It's a bittersweet moment. Jezebel has been Gawker's most successful ever launch, and Conde Nast's acquisition of the women's site is the ultimate validation. But it's heartbreaking to let Jezebel go, and part with Anna Holmes, Dodai Stewart, Moe Tkacik, Tracie Egan, Jennifer Gerson and Jessica Grose, the writers who brought a new tone and intelligence to coverage on the web of fashion, media and relationships. It wasn't an easy decision.

The short of it is that we're entering an advertising recession, and the internet will, whatever the wishful thinkers believe, not be immune. Rupert Murdoch's closure of Page Six website is harbinger of the tough times to come. All web publishers will have to make hard choices about the properties they've launched during the good years.

At Gawker Media, we're determined to make those choices sooner rather than later, putting sentiment to one side. Already in 2006, we sold or shuttered three sites-Oddjack, Screenhead and Sploid-that either weren't performing or didn't fit the rest of our portfolio. The internet boom, even then, seemed unsustainable. We told the New York Times then we were "hunkering down." That wasn't the last of it; nor can I say that the disposal of Jezebel will be the end of this rationalization.

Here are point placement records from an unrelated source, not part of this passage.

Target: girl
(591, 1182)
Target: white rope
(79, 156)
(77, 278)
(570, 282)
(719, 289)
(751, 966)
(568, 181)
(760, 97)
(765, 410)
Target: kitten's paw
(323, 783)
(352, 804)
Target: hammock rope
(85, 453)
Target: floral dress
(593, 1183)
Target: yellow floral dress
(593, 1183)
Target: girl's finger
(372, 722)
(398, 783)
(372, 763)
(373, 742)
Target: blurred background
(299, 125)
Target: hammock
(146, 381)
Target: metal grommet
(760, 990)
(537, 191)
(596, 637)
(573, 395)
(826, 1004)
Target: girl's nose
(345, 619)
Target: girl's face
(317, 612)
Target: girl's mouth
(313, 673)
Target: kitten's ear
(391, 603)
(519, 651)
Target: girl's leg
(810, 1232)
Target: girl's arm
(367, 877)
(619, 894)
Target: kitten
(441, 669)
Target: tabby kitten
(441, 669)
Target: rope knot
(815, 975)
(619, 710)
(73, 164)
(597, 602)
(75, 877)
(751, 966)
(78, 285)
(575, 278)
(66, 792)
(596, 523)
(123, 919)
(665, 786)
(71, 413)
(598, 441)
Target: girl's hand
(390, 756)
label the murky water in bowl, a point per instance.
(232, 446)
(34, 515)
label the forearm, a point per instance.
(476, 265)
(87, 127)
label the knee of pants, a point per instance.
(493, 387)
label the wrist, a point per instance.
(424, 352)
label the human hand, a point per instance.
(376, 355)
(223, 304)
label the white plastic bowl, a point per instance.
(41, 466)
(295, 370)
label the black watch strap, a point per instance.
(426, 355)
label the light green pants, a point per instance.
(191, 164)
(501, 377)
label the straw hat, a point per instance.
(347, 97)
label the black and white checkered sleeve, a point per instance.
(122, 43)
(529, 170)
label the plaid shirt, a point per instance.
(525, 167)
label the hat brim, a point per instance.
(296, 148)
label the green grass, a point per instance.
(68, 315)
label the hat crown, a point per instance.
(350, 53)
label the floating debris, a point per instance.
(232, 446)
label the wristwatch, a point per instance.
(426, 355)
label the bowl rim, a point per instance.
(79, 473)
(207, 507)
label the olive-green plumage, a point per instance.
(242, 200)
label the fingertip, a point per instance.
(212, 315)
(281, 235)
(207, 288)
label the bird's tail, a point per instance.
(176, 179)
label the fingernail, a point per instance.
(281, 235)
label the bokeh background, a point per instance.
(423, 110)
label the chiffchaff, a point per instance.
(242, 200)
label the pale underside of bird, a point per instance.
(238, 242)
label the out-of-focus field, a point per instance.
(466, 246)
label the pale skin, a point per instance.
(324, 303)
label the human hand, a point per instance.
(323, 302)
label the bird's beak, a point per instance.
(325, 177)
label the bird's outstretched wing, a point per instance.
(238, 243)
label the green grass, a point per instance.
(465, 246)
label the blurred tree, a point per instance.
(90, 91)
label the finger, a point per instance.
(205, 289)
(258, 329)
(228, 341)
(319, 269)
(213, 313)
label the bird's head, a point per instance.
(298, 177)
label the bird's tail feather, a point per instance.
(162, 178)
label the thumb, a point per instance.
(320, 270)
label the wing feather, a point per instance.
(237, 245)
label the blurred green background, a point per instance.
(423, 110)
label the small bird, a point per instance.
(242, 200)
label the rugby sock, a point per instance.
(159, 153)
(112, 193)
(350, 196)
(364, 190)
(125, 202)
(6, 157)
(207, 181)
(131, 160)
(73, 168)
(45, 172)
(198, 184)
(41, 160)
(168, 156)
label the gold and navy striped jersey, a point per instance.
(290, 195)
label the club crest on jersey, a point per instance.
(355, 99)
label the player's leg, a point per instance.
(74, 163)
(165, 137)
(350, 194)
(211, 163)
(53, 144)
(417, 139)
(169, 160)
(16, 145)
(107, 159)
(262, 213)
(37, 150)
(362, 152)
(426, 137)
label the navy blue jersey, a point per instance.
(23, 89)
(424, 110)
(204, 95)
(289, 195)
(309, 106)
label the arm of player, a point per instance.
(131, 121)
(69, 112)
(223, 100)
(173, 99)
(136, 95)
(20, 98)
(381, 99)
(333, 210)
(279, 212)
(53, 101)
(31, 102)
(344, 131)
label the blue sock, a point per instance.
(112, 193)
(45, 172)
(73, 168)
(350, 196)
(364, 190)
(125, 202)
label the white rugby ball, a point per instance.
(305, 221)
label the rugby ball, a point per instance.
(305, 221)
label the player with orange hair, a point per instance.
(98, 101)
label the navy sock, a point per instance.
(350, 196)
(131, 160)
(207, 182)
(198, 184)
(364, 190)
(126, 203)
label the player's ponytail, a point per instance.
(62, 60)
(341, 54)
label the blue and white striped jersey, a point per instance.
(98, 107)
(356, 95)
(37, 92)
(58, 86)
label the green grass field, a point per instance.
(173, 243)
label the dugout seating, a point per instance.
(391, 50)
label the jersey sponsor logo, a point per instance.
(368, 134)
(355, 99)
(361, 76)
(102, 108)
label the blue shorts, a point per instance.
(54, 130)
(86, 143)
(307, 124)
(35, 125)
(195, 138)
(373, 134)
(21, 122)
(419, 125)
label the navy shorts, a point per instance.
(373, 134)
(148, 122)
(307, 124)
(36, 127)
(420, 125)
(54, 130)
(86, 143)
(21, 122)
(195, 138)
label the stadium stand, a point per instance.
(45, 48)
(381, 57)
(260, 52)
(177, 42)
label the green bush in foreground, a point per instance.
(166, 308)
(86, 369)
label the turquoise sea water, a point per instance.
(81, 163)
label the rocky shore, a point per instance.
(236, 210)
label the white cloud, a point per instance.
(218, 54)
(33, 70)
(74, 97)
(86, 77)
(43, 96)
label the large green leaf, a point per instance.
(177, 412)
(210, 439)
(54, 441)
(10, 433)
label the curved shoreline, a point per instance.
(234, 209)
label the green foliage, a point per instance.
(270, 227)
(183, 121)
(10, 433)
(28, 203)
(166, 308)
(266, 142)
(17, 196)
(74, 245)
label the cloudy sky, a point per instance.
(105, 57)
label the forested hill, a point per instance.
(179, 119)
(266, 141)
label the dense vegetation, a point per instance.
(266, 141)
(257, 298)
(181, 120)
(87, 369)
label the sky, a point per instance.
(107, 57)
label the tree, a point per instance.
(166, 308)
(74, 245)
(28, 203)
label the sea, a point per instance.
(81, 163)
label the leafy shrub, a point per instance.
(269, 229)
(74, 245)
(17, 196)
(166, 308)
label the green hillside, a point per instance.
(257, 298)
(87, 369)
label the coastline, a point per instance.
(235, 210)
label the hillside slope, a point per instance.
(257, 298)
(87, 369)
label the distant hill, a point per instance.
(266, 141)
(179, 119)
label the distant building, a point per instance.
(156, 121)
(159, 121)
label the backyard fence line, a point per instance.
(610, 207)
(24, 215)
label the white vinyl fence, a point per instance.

Jezebel obviously wasn't sold because it was flailing. The site drew more than 14m pageviews last month, an extraordinary achievement for a title which is less than a year old. But the bulk of Gawker Media's traffic and advertising, despite the attention paid to our more gossipy blogs, goes to the group's geekier titles such as Gizmodo, Kotaku and Lifehacker. We have to decide where we're going to hold the line.

Gawker is a technology media company, in a fierce battle with companies such as CNET and AOL's Weblogs Inc unit; Jezebel will be more easily monetized by Conde Nast, which has a portfolio of similar properties, and a sales team which can deliver package deals to cosmetics companies and other marketers. It's hard to admit, but Jezebel will be in better hands.

One plea. Jezebel's popularity derives from its willingness-eagerness-to break with the generic blandness of women's magazines and websites. Jezebel is anything but bland. In the effort to sell more advertising on the site, I hope that Conde Nast doesn't chill the vitality of Moe and Tracie and Jezebel's other writer-provocateurs.